Anschließend an das Magazin zeigt ORF 2 mit der von Madlene Feyrer und Tatjana Berlakovich gestalteten Produktion „,Kultur ist das neue Salz‘ – Die Kulturhauptstadt Europas Bad Ischl Salzkammergut 2024“ (23.25 Uhr, ORF 2) die Highlights des großen Eröffnungsevents des vergangenen Wochenendes aus Bad Ischl, an dem u. a. Hubert von Goisern, Conchita alias Tom Neuwirth sowie die Tänzerin und Choreografin Doris Uhlich mitwirk(t)en. Dazwischen geben die verantwortliche künstlerische Leiterin Elisabeth Schweeger, federführende Kuratorinnen und Kuratoren sowie Künstler:innen Einblick in Planung und Ausrichtung des mehrmonatigen Kulturhauptstadt-Großprojekts. Die feierliche Eröffnung überträgt ORF III am Samstag, dem 20. Jänner, live-zeitversetzt um 17.30 Uhr.

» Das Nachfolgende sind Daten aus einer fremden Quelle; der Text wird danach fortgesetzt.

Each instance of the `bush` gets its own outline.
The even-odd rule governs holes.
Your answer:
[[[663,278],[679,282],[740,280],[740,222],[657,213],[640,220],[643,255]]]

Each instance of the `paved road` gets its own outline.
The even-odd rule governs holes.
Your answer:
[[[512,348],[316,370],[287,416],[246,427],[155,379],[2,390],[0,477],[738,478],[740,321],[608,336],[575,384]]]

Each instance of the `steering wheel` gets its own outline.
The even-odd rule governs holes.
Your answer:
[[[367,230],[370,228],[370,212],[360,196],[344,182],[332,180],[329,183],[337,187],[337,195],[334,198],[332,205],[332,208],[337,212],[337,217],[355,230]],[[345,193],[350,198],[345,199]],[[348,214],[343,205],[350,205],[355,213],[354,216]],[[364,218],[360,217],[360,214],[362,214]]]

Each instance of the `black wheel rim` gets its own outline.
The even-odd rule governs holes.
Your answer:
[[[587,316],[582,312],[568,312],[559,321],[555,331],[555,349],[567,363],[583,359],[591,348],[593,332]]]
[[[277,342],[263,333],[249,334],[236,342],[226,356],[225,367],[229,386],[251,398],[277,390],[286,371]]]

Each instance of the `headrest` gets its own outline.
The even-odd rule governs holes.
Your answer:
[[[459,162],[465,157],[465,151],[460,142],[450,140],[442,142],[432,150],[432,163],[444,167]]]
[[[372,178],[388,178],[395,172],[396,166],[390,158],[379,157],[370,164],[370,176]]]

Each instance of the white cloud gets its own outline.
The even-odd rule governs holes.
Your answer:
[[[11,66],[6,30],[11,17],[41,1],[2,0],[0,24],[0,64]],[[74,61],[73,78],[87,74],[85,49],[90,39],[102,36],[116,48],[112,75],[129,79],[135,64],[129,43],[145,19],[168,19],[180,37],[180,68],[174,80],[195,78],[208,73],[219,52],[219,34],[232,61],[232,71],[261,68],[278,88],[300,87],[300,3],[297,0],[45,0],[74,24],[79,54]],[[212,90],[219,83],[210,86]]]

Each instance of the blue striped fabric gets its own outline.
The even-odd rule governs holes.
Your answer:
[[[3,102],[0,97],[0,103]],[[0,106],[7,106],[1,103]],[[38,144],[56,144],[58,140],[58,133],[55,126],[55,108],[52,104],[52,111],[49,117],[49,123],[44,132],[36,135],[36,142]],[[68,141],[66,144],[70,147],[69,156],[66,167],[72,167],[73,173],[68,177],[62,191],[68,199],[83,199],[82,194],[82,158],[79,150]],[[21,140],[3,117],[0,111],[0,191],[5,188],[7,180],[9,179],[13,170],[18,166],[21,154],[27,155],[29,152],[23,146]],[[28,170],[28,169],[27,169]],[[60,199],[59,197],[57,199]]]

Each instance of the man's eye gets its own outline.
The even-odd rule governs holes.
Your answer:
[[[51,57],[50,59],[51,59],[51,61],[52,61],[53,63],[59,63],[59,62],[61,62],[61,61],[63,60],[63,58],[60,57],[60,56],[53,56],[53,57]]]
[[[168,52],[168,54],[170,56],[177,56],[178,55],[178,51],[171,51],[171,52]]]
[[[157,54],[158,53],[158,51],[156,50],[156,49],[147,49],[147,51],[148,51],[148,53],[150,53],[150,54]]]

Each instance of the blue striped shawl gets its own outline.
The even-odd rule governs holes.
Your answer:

Eine couragierte Frau – Nicola Werdniggs Kampf gegen Missbrauch im Kinofilm „Persona Non Grata“
Ihre Enthüllungen haben im österreichischen Skizirkus hohe Wellen geschlagen und hierzulande die #MeToo-Bewegung in Gang gesetzt. Die ehemalige Ski-Abfahrtsmeisterin Nicola Werdenigg berichtete 2017 in einer Tageszeitung von strukturellem Machtmissbrauch und sexueller Gewalt im alpinen Skisport. Auslöser dafür war ein Artikel über einen übergriffigen Volleyballtrainer, der die Ex-Skirennläuferin dazu bewog, ihre eigenen Erfahrungen aus den 1970er Jahren öffentlich zu machen. Die heute 65-jährige Innsbruckerin schilderte das Aufwachsen in einer ehrgeizigen Skidynastie, ihre Zeit im Skiinternat, der dortigen sexualisierten Atmosphäre, angeheizt durch einen pädokriminellen Heimleiter, auch ihre eigene Vergewaltigung kurz nach einem Weltcuprennen. Werdenigg wurde mit Klagen bedroht, von unterschiedlichen Seiten wurde sie der Lüge bezichtigt. Später wurden ihre Aussagen über die vorhandene sexuelle Gewalt, vor allem beim Skinachwuchs, durch eine Tiroler Expertenkommission bestätigt. Es meldeten sich weitere Betroffene, mehrere Missbrauchsfälle wurden bekannt. Entlassungen im Skiverband und rechtskräftige Verurteilungen folgten. Auch heute engagiert sich die Tirolerin weiter für die Themen. Nicola Werdeniggs Geschichte bringt der österreichische Regisseur Antonin Svoboda nun in seinem jüngsten, von ORF im Rahmen des Film/Fernseh-Abkommens unterstützten Werk „Persona Non Grata“ mit Gerti Drassl in der Hauptrolle ab 26. Jänner in die heimischen Kinos. Nicola Werdingg und Schauspielerin Gerti Drassl sind live zu Gast im Studio.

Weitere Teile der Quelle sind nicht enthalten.